Los dos jefes de espionaje extrasensorial debían reunirse el primer viernes de septiembre, en terreno neutral. El lugar era Génova, Italia, y concretamente un sórdido bar llamado Frankie's Franchise, perdido en un laberinto de callejuelas del barrio bajo de la ciudad, a menos de doscientos metros del muelle.

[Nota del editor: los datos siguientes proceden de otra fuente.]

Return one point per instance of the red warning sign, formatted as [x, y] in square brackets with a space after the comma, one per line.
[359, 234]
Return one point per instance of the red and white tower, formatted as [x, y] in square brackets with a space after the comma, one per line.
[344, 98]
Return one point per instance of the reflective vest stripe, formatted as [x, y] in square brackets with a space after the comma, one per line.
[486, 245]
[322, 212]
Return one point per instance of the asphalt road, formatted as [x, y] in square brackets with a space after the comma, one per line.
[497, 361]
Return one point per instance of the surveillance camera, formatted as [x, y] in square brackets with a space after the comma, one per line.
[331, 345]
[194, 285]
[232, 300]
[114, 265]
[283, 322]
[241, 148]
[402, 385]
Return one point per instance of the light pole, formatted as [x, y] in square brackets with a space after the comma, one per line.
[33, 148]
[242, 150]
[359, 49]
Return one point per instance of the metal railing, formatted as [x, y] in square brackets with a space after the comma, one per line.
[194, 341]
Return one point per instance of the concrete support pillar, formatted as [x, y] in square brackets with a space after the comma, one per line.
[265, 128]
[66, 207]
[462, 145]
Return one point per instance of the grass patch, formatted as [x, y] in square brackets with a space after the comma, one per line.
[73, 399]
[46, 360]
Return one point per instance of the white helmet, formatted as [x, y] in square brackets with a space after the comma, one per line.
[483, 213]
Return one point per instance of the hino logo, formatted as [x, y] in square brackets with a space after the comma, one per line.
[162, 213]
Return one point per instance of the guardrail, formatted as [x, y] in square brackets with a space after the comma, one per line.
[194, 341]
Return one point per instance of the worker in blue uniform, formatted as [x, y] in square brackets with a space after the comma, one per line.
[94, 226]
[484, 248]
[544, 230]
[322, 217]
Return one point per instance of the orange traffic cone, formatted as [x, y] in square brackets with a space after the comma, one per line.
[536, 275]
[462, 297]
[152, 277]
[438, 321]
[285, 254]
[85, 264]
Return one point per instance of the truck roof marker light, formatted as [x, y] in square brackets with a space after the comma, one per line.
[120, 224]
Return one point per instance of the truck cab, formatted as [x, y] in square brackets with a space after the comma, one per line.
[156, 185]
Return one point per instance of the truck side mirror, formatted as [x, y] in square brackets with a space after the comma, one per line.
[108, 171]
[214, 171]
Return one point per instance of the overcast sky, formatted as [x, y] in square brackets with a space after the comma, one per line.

Kyle y Quint llegaron el jueves por la tarde al sorprendentemente destartalado aeropuerto Cristóbal Colón; su enlace del Servicio Secreto Británico (al que no conocían, ni probablemente conocerían jamás) había llegado allí doce horas antes. No habían reservado habitaciones, pero no tuvieron dificultad en conseguir dos contiguas en el Hotel Genovese, donde se refrescaron y comieron antes de dirigirse al bar. Éste estaba casi exageradamente tranquilo, y media docena de italianos, dos hombres de negocios alemanes y un turista americano con su esposa, estaban sentados a pequeñas mesas o en el bar, consumiendo sus bebidas. Uno de los italianos, sentado aparte de los otros, no era en absoluto italiano; era ruso, de la KGB, pero Kyle y Quint no tenían manera de saberlo. No tenía dotes de PES, o Quint lo habría descubierto enseguida. Tampoco advirtieron que tomaba fotos de ellos con una cámara diminuta. Pero el ruso no había pasado enteramente inadvertido. Había sido visto más temprano, cuando entró al hotel y tomó una habitación.
Kyle y Quint estaban en una punta de la barra, con su tercer Vecchia Romagna y hablando en voz baja de su encuentro al día siguiente con Krakovitch, cuando sonó el teléfono.
—¡Para mí! —dijo enseguida Kyle, incorporándose en su banco.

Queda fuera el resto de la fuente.